Jihan berdecak. "Rese!"

Milky memperhatikan dan mengamati keduanya. Walau mungkin terkesan saling jengkel-jengkelan, keduanya masih menunjukkan percikan ramah sedikit di antara mereka. Bisa dibilang diam-diam ada perhatian yang masih tertuang untuk satu sama lain. Milky bisa menangkapnya dari cara Jihan mengambilkan sumpit dan meletakkan di atas piring kosong milik Steven. Padahal sumpit berada lebih dekat dengan Steven. Sedangkan Steven menarik kursi Jihan sedikit lebih dekat setelah ada pelayan sedang terburu-buru membawa nampan. Sebenarnya hal-hal kecil itulah yang paling mencolok ketimbang obrolan penuh emosi.

"Udah lama pacaran sama Belva, Milky?" mulai Steven.

Milky tersentak melamunkan kedua orang di depannya. Dia menjawab pelan. "Belum lama, Om. Baru pacaran."

"Oh, gitu." Steven manggut-manggut. "Berarti udah pernah ke kedai kopinya Belva?"

"Sering lah. Ya kali nggak ke sana. Kamu gimana, sih? Pertanyaan aneh," serobot Jihan sewot.

"Aku nanya Milky, kenapa kamu yang jawab? Kan, pengin tahu. Siapa tahu Belva nggak ajak ke sana."

"Kalau kamu orangnya jelas dia nggak mau ajak ke sana. Kamu nyebelin," ujar Jihan.

Steven ingin membalas, tapi dia tidak enak dengan Milky. Melihat Milky senyam-senyum, dia yakin Milky menganggap mereka seperti kucing dan anjing. "Maaf, Milky. Kami sering begini. Semoga nggak bikin kamu risih, ya."

"Nggak, kok, Om. Santai aja." Milky terus memasang senyum sampai tulang pipinya sakit. Dia tidak terbiasa senyum lama-lama. Duh, gini amat jadi pacar palsu. Sok manis banget gue.

"Kamu pergi, deh, sebelum Belva datang. Aku minta dia nyusul ke sini," usir Jihan sambil menunjuk pintu keluar dengan gerakan bola matanya.

"Belva datang?" Raut wajah Steven berubah cerah. "Kalau gitu aku tungguin."
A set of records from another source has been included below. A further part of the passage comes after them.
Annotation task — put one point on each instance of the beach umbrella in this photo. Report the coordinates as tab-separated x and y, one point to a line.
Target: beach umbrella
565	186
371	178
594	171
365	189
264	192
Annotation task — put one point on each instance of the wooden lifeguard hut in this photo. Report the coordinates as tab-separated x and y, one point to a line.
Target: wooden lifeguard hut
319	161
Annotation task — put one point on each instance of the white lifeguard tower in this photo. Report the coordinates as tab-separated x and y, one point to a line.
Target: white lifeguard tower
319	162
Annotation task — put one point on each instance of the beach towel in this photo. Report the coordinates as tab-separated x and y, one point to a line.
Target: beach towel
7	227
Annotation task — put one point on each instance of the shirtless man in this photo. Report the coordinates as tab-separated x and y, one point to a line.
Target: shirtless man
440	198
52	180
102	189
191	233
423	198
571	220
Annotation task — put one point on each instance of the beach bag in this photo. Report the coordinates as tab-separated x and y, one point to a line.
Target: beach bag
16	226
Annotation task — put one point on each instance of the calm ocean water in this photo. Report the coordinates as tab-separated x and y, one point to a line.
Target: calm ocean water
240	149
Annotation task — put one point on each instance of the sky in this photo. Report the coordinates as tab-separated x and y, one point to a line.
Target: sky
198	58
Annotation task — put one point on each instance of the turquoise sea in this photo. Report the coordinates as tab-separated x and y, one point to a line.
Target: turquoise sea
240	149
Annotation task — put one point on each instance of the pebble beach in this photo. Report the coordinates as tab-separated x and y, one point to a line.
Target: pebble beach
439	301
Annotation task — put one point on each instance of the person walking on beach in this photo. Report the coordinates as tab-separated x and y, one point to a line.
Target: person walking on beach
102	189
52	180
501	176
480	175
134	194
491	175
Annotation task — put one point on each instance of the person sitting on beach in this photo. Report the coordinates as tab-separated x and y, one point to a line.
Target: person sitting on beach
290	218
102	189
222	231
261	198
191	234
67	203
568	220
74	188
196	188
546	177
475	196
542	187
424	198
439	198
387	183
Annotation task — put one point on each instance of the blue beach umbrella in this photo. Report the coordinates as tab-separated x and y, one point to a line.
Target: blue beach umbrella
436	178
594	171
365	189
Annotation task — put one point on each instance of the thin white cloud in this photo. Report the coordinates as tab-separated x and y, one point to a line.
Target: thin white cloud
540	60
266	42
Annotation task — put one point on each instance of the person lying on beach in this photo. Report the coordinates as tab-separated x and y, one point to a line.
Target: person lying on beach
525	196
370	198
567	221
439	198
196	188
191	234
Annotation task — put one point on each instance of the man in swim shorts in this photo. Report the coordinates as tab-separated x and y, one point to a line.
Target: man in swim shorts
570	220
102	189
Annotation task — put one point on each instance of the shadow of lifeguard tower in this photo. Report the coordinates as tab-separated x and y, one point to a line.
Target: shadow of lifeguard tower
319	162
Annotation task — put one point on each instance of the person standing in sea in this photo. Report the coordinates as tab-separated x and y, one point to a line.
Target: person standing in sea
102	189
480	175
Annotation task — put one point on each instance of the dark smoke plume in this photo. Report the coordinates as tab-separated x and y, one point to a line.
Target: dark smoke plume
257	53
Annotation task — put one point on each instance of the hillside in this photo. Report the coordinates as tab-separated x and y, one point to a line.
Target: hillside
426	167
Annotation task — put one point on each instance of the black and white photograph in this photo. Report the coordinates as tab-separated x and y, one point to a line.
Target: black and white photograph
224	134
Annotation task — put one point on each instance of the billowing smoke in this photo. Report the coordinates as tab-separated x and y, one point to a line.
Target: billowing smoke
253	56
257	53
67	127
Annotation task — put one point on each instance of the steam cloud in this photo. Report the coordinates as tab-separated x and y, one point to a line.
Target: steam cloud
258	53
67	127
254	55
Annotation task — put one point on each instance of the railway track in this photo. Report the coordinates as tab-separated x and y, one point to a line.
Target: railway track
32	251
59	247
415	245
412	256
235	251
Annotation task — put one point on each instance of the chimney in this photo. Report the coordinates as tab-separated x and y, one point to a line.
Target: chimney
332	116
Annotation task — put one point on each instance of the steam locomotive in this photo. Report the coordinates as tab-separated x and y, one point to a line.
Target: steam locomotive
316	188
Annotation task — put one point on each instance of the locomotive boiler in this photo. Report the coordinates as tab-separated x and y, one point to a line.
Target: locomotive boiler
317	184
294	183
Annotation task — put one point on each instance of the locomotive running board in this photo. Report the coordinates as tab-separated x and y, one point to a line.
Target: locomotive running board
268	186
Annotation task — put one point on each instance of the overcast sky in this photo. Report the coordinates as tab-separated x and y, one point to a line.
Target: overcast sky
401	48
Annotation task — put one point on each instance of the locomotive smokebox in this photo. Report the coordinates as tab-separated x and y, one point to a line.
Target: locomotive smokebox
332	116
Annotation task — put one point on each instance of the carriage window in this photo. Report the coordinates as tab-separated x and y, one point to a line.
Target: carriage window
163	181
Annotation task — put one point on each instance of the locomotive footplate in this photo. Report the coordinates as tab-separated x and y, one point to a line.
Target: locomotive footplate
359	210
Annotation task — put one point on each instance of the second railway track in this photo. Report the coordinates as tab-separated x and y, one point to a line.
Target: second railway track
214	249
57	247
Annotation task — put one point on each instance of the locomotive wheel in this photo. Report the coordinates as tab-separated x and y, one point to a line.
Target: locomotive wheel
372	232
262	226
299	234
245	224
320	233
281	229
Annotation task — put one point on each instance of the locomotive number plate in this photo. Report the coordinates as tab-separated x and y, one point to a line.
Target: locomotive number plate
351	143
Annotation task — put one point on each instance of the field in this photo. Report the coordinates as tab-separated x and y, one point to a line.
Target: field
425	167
"Terserah, deh." Jihan menyerah. Biar saja mantan suaminya kena amuk Belva. Toh, dia sudah memberi tahu.

"Oh, ya, kira-kira udah ada omongan menikah belum?" tanya Steven ingin tahu.

"Mereka mau nikah dua bulan lagi. Kamu nggak diundang," celetuk Jihan.

"Oh, ya?" Kegembiraan di wajah Steven meredup. Kesedihan tampak nyata mengisi wajah rupawannya.

"Nggak, Om. Kami belum kepikiran ke sana. Kan, baru pacaran. Kami masih saling mengenal dulu. Kalau nanti ada omongan itu, saya pasti sampaikan sama Om dan Tante," balas Milky lembut.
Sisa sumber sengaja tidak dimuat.